The yen was stronger, hitting a three-week high against the dollar and a one-month peak against the euro as fear of a worsening global slump led investors to shun risk in favor of the low-risk and low-yield returns of yen-denominated assets.

Investor risk appetite, already dulled by declines in world equity markets, took another dive after S&P's outlook revision on Spain, which boosted worries about the euro zone outlook.

The news from S&P "is making people a bit nervous in terms of the sovereign risk in Europe," said Ken Landon, global foreign exchange strategist at JPMorgan Chase in New York. "Euro/dollar came off quite sharply after that, while the yen is benefiting as the usual safe-haven currency."

In late New York trading, the euro edged down 0.4 percent at 1.3380 after sliding to a session low of $1.3289 earlier. It also fell 1.6 percent to 119.23 yen , after hitting a low of 118.65 yen.

The dollar fell 1.3 percent to 89.10 yen , just above a three-week low and near December's 13-1/2-year trough just above 87 yen.

Global stock markets fell, with the U.S. benchmark S&P 500 .SPX on Monday capping its worst two-day stretch in a month.

"The yen is influenced by the external environment and the risk trade," said Win Thin, senior currency strategist at Brown Brothers Harriman in New York. "It's mostly safe-haven flows."

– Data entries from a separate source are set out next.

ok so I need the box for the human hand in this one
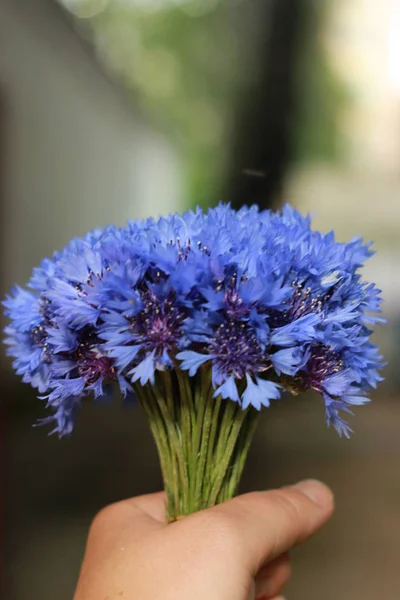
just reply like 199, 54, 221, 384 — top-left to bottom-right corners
74, 479, 334, 600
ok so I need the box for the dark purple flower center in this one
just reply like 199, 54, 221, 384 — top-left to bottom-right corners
30, 323, 53, 364
28, 297, 57, 359
209, 320, 266, 379
31, 324, 47, 347
300, 343, 343, 392
130, 288, 186, 355
225, 288, 249, 319
269, 281, 334, 327
71, 328, 116, 385
57, 327, 116, 386
76, 347, 116, 386
31, 303, 55, 364
215, 272, 251, 318
290, 283, 325, 319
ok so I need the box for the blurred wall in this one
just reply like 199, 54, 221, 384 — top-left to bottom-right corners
283, 0, 400, 387
0, 0, 181, 304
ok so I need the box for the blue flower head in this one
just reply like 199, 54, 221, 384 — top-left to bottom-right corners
3, 204, 384, 437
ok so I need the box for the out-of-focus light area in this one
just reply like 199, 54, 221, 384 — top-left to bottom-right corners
1, 1, 400, 599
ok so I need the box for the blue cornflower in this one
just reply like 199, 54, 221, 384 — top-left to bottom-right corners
3, 203, 384, 437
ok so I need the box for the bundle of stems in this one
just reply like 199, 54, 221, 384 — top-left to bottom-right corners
135, 367, 259, 521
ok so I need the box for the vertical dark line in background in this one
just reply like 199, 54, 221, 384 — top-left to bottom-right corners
0, 88, 5, 600
226, 0, 310, 211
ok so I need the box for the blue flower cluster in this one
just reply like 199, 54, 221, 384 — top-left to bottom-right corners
4, 204, 384, 437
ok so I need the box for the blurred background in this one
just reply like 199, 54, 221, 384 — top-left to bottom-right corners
1, 0, 399, 597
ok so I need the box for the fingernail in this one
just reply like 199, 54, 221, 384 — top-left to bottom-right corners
293, 479, 334, 507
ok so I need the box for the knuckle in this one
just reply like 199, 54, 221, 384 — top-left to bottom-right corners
267, 489, 304, 523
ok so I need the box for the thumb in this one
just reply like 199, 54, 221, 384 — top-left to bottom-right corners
198, 479, 334, 575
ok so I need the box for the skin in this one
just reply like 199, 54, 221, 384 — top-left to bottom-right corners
74, 479, 334, 600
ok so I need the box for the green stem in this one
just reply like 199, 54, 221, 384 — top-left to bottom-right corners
193, 373, 214, 508
175, 369, 193, 459
161, 370, 175, 421
153, 380, 190, 514
206, 393, 222, 469
136, 369, 260, 521
208, 407, 249, 507
135, 384, 177, 517
226, 408, 259, 500
214, 399, 237, 465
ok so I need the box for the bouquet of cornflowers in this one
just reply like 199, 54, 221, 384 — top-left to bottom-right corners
4, 204, 383, 521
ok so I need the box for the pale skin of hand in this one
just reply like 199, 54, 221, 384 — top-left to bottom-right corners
74, 479, 334, 600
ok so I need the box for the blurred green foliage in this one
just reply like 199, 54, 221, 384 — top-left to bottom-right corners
63, 0, 349, 206
77, 0, 248, 208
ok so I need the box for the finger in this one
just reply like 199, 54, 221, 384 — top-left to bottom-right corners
254, 553, 291, 598
203, 479, 334, 574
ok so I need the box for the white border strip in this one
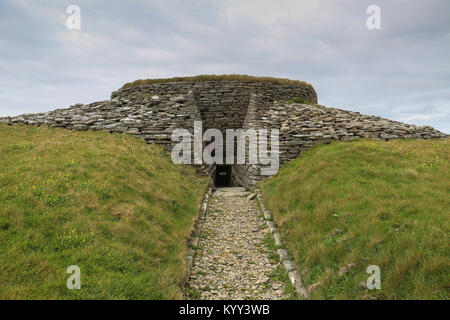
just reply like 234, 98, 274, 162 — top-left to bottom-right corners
256, 192, 310, 299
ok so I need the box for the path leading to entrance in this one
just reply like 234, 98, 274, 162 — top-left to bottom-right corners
186, 187, 289, 300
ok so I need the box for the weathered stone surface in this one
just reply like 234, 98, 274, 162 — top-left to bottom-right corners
288, 271, 310, 299
277, 249, 289, 262
266, 220, 275, 232
246, 193, 257, 201
273, 232, 282, 247
233, 94, 447, 186
185, 187, 289, 300
283, 260, 297, 272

The high-yield Australian dollar fell 3.3 percent to $0.6797 and 4.5 percent to 60.64 yen , weighed down by risk aversion and lower commodity prices. Sterling was sharply lower, dropping 2.3 percent against the dollar to $1.4824.

WAITING FOR THE ECB

Markets expect the European Central Bank to cut key interest rates by 50 basis points to 2 percent on Thursday, according to a recent Reuters poll. Interest rate futures on Monday showed investors see a 75 basis point cut, though some were bracing for a full percentage point move. ECBWATCH

Data last week showed factory output collapsing across Europe, raising the prospect for a large rate cut by the ECB.

Dominique Strauss-Kahn, managing director of the International Monetary Fund, also said in a media interview on Monday that Europe was "behind the curve" on taking economic stimulus measures and he expected interest rates to decrease further in Europe. For details, see [ID:nLC240454]

"The fear among many observers is that by delaying the inevitable, the ECB may exacerbate the economic slowdown in the region, creating a disastrous contraction in demand," said Boris Schlossberg, director of currency research at GFT Forex in New York.